Ogden's study, however, abruptly ended: In 1998 Exeter reneged on its promise, citing concern over institutional liability. Fearing legal intervention, Ogden did not chance publishing his data without protection and thus left the university and his work behind. Ogden returned, sans Ph.D., to Vancouver, where he began teaching criminology as well as shifting his studies to the NuTech movement, a loose coalition of right-to-die activists from several nations. Since 1999 he has collected hundreds of interviews and reports from NuTech and may be the only outsider to have been invited to its secret meetings.

NuTech's approach is to take medicine out of assisted death, with methods that are simple, painless, inexpensive and impossible to trace. Suffocation devices, such as the "debreather," a modified piece of scuba diving equipment, and the "exit bag," a plastic bag equipped with Velcro straps, are commonly used. Most popular, Ogden has found, is the plastic bag in conjunction with helium gas. "This is the quickest way to go; used properly, you're unconscious after the second breath and dead in about 10 minutes," he reveals. Such methods are more efficient and reliable than lethal drugs, but suffocation devices remain unappealing and undignified to people. Most still want something they can drink. In that case, death providers recommend black-market Nembutal, a liquid barbiturate used by veterinarians to put down animals.

NuTech is at the forefront of what Ogden calls the "deathing counterculture," in which nonmedical death practitioners offer referrals, consultations and house calls. "They are taking the place of physicians to deliver virtually undetectable death assistance," says Ogden, who notes that the most famous death provider, Jack Kevorkian, began his career as a pathologist, not a personal physician, and did not see patients. What is more, he has found that this counterculture is growing in direct response to the lack of supporting legislation. But Ogden sees problems with NuTech: no medical or counseling personnel to ensure mental competence, no informed consent and no exploration of treatment alternatives.
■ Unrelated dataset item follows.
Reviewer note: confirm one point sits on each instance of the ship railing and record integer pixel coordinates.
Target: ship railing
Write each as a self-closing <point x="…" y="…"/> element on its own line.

Hence, the NuTech practice will be difficult to regulate and protect from abuse.

Opponents do not see how Ogden's research can be of any benefit, especially because there is no way to verify if participants' responses are truthful. "Most people who study this want to show that assisted suicide is occurring quite commonly, therefore we should just bite the bullet and legalize it," says Margaret Somerville, director of the Center for Medicine, Ethics and Law at McGill University, who argues that assisted death and euthanasia reduce the respect for life. Still, Ogden's work has informed public and political debates. For example, in Ottawa, Senate committees in Parliament have repeatedly relied on his data for their reports and recommendations.
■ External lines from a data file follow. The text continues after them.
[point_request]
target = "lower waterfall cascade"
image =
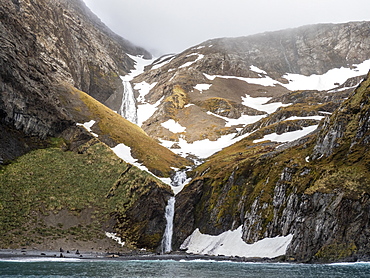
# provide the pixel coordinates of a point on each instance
(128, 108)
(167, 236)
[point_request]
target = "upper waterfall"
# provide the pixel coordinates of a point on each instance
(128, 108)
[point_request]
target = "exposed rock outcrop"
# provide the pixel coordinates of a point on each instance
(316, 189)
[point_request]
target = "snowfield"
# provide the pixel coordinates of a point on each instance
(326, 81)
(288, 136)
(173, 126)
(230, 243)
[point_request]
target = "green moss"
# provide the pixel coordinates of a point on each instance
(47, 181)
(336, 252)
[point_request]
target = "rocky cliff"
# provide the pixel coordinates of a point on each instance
(59, 181)
(315, 188)
(208, 83)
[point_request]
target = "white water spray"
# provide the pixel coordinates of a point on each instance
(128, 108)
(167, 236)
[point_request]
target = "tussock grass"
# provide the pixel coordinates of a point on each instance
(155, 157)
(48, 181)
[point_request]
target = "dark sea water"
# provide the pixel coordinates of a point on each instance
(90, 268)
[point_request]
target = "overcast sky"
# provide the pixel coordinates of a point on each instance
(171, 26)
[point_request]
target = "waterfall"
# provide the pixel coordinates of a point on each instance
(167, 236)
(128, 108)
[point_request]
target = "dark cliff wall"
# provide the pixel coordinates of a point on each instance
(45, 44)
(316, 188)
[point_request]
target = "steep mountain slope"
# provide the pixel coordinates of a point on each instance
(49, 48)
(60, 179)
(213, 89)
(315, 188)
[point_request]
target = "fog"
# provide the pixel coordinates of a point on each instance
(171, 26)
Ogden expects to receive his doctorate for his NuTech work soon, but beyond that, his future is uncertain. Without a university position, he will have a hard time securing government funding. Thus far he has covered the cost of his research partly with settlement money he received after filing grievances against both Simon Fraser and Exeter.

Despite his years of research, Ogden has not experienced one thing he feels is critical: witnessing covert assisted death. "It's one thing to be told what's happening and it's another to actually see it. To my knowledge, I would be the first researcher to do this," he says. More controversy would surely follow.